I will post the pairings as soon as they become available.

My strength of field rating is 64% which is a pretty strong field. It will include many KLPGA stars that usually don't tee it up in LPGA events, but are highly ranked in the Rolex Rankings. On the other hand, many LPGA stars have chosen to skip the event this week. Those not competing this week include; Paula Creamer, Karrie Webb, Mika Miyazato, Sophie Gusufson, Momoko Ueda, Candie Kung, and Natalie Gulbis. Some other players that are playing very well, including Sydnee Michaels and Lizette Salas, didn't get into this limited field. This a a 54 hole event.

Here are the television times:

Oct 19 - GC 7:30 PM-9:30 PM EST
Oct 20 - GC 7:30 PM-9:30 PM EST
Oct 21 - GC 7:30 PM-9:30 PM EST

Once again because of the 12 hour time difference, this will be shown on tape delay. At least it is being broadcast a few hours earlier this week.

Other Tidbits:
Inbee Park has now finished in the top ten in 10 consecutive tournaments. 

It is no surprise that So Yeon Ryu and Lexi Thompson are the top two rookies this season. They were established winners and huge stars before their rookie season even started. So much attention has been given to them, that two other fine rookie seasons are almost going unnoticed. Lizette Salas who got her card by earning it at qualifying school, had her best finish this week when she tied for 9th at the Sime Darby Championship. She has five top 25 finishes this year. Sydnee Michaels, who finished 19th this week, now has eight top 30 finishes this year and five top 25 finishes in her last 7 starts. Sydnee was Rookie of the Year last year on the Symetra Tour. These two ladies are both true rookies, and should be recognized for the excellent season that they are having.

Titleholders Update:
Lizette Salas, Momoko Ueda, and Mina Harigae are the latest to qualify.

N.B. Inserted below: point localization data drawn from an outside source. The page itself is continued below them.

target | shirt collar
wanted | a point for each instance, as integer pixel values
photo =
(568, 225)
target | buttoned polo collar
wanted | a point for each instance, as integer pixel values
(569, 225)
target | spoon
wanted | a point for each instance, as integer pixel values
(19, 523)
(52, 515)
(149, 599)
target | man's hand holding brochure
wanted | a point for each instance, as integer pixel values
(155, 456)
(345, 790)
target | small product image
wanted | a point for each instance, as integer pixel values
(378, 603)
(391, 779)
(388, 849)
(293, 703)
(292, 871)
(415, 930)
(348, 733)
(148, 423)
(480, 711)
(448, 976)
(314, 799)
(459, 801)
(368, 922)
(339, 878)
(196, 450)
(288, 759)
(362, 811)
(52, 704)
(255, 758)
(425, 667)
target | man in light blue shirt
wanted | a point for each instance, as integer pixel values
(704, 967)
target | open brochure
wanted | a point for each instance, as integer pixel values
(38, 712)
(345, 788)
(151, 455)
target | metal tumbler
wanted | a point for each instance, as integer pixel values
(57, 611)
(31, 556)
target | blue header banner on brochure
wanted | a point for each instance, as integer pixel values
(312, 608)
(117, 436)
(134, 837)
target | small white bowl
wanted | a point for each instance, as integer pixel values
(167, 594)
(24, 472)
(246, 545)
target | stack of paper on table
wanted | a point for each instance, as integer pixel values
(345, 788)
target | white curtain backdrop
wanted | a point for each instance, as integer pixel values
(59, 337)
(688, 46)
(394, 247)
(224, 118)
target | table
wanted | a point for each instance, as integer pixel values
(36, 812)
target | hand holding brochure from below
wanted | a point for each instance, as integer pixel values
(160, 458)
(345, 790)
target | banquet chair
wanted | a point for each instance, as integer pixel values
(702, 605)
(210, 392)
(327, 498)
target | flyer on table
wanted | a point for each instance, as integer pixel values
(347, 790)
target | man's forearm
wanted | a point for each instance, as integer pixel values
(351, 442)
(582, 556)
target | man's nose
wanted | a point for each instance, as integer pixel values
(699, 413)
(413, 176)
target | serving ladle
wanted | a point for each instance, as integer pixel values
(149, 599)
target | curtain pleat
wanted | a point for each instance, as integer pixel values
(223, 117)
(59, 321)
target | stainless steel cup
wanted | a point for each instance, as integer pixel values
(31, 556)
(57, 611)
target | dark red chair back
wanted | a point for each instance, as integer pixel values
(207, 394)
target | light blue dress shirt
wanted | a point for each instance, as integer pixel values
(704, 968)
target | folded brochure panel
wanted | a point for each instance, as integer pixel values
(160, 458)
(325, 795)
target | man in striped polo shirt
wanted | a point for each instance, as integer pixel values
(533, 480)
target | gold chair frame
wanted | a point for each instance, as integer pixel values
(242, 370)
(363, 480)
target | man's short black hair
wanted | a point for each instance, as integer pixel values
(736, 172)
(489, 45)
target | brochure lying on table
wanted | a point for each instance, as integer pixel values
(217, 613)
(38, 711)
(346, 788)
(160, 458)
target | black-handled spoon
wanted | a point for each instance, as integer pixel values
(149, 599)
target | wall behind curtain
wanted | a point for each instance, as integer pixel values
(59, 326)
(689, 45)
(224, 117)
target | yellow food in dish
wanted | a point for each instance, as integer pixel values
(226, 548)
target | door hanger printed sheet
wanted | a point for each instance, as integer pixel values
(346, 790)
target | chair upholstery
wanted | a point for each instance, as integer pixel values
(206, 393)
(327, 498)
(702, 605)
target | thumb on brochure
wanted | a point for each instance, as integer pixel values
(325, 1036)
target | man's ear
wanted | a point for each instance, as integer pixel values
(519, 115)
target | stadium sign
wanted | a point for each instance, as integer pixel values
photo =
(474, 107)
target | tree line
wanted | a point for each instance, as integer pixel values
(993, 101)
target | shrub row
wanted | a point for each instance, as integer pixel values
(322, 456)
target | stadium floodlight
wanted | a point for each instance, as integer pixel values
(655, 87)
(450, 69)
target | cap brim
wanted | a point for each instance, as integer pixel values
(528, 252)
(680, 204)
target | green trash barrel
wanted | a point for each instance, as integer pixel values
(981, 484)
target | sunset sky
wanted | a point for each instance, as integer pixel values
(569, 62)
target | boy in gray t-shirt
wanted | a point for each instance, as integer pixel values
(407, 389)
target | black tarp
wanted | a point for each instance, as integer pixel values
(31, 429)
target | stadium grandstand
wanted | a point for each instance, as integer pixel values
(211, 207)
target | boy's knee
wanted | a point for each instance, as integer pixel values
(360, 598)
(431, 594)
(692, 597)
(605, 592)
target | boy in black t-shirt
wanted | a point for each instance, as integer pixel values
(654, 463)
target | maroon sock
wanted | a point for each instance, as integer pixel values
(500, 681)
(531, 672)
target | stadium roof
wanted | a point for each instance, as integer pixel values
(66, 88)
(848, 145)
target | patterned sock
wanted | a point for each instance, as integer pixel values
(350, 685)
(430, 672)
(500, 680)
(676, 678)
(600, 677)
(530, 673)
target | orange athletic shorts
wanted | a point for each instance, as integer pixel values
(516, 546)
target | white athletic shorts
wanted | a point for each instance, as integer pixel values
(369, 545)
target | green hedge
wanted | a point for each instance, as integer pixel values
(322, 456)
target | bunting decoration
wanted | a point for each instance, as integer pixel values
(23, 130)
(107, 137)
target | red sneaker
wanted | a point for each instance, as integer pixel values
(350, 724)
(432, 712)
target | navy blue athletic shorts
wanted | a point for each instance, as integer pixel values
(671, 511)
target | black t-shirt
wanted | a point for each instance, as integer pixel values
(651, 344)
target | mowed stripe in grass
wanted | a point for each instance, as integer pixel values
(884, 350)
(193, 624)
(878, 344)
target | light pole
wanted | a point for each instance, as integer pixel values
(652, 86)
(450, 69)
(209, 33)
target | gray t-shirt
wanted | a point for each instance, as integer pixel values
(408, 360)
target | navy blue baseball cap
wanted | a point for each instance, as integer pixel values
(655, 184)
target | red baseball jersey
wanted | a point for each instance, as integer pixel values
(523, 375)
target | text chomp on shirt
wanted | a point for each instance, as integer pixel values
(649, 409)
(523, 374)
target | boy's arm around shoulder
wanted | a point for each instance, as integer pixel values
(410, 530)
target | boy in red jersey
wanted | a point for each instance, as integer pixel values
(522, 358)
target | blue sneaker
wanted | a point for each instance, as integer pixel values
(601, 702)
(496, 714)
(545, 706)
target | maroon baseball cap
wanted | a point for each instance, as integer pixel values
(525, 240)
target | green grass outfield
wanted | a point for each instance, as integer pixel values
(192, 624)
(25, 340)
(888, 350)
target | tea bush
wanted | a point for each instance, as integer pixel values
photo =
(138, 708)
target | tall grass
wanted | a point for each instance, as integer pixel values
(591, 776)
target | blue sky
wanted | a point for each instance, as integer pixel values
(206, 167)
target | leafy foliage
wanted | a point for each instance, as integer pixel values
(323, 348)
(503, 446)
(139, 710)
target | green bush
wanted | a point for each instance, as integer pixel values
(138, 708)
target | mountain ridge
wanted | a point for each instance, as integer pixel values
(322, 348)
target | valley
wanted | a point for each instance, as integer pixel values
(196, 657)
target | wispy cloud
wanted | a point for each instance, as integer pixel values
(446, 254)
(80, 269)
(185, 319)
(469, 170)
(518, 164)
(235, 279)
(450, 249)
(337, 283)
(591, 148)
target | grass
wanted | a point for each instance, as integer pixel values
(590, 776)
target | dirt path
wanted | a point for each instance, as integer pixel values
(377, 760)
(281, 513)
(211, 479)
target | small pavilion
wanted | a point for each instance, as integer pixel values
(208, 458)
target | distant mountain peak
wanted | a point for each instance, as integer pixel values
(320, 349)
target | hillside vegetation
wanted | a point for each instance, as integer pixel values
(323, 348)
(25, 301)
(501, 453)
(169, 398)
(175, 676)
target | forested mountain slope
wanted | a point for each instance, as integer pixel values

For more on this tournament & other news:
Mostly Harmless: LPGA Hanna Bank Championship Preview


----------



## 373 (Jun 9, 2006)

I was sorry to hear this morning that Christina Kim will have to go to Q School to retain her card. It would be a terrible loss to the LPGA if her personality couldn't be around to help sell their product.


----------



## tonyj5 (Nov 23, 2011)

DennisM said:


> I was sorry to hear this morning that Christina Kim will have to go to Q School
> 
> to retain her card. It would be a terrible loss to the LPGA if her personality couldn't be around to help sell their product.


Yea that is true. Unfortunatley, she had a terrible year, missing nearly every cut, and will have to earn her card back.


----------



## 373 (Jun 9, 2006)

She's one of my favorite pros. I follow hger on Twitter and bought her book the day it came out, 2 days before I left for a wedding in Jamaica. She was in Montego Bay playing in the Mojo 6 tournament and I took the book for her to autograph. 

She didn't just autograph the book, but introduced me and my son to a bunch of the other girls. We had a good time teasing Suzanne Petterson about the long look she gave my son until Christina grabbed his hand and showed Suzanne his wedding ring. We followed her around in 2 matches that day and she just kept up a pretty constant conversation with us. 

Like I've said before, the LPGA knows how to sell themselves better than any other sport I know. 

I hope she gets her card back. The LPGA needs her.


----------



## tonyj5 (Nov 23, 2011)

Here are the first round pairings:

LPGAScoring.com .:. LPGA Leaderboard


----------



## tonyj5 (Nov 23, 2011)

Here are the first round leaders: 

1 S. Pettersen -9 
2 K. Sjodin -8 
T3 A. Miyazato -6 
T3 SY Ryu -6 
T3 A. Munoz -6 
T3 H. Kim-6 
T3 H. Moon -6 
8 Y. Tseng -5 
T9 C. Matthew -4 
T9 A. Stanford -4 
T9 L. Thompson -4 
T9 H. Kim -4 
T9 K. Icher -4 
T9 M. Harigae


----------



## tonyj5 (Nov 23, 2011)

Here are the leaders after 2 rounds:

1	S. Pettersen -13
2	SY Ryu -8
T3	S. Pak -7
T3	S. Gal -7
T3	Y. Tseng -7
T6	L. Thompson -6
T6	C. Matthew -6
T6	H. Kim -6
T6	A. Munoz -6
10	K. Sjodin -5


----------



## tonyj5 (Nov 23, 2011)

Posted: Sun Oct 21, 2012 4:26 pm Post subject: 



Final results: 

1 Suzann Pettersen-x -11 F 
1 Catriona Matthew -11 F 
3 Yani Tseng -10 F 
4 Se Ri Pak -9 F 
5 Lexi Thompson -8 F 
5 Sandra Gal -8 F 
7 Brittany Lincicome -7 F 
7 Hee Young Park -7 F 
7 Mina Harigae -7 F 
7 Azahara Munoz -7 F 
7 Ha-Neul Kim -7 F 
7 So Yeon Ryu -7 F 

X- wins on 3rd hole of playoff


----------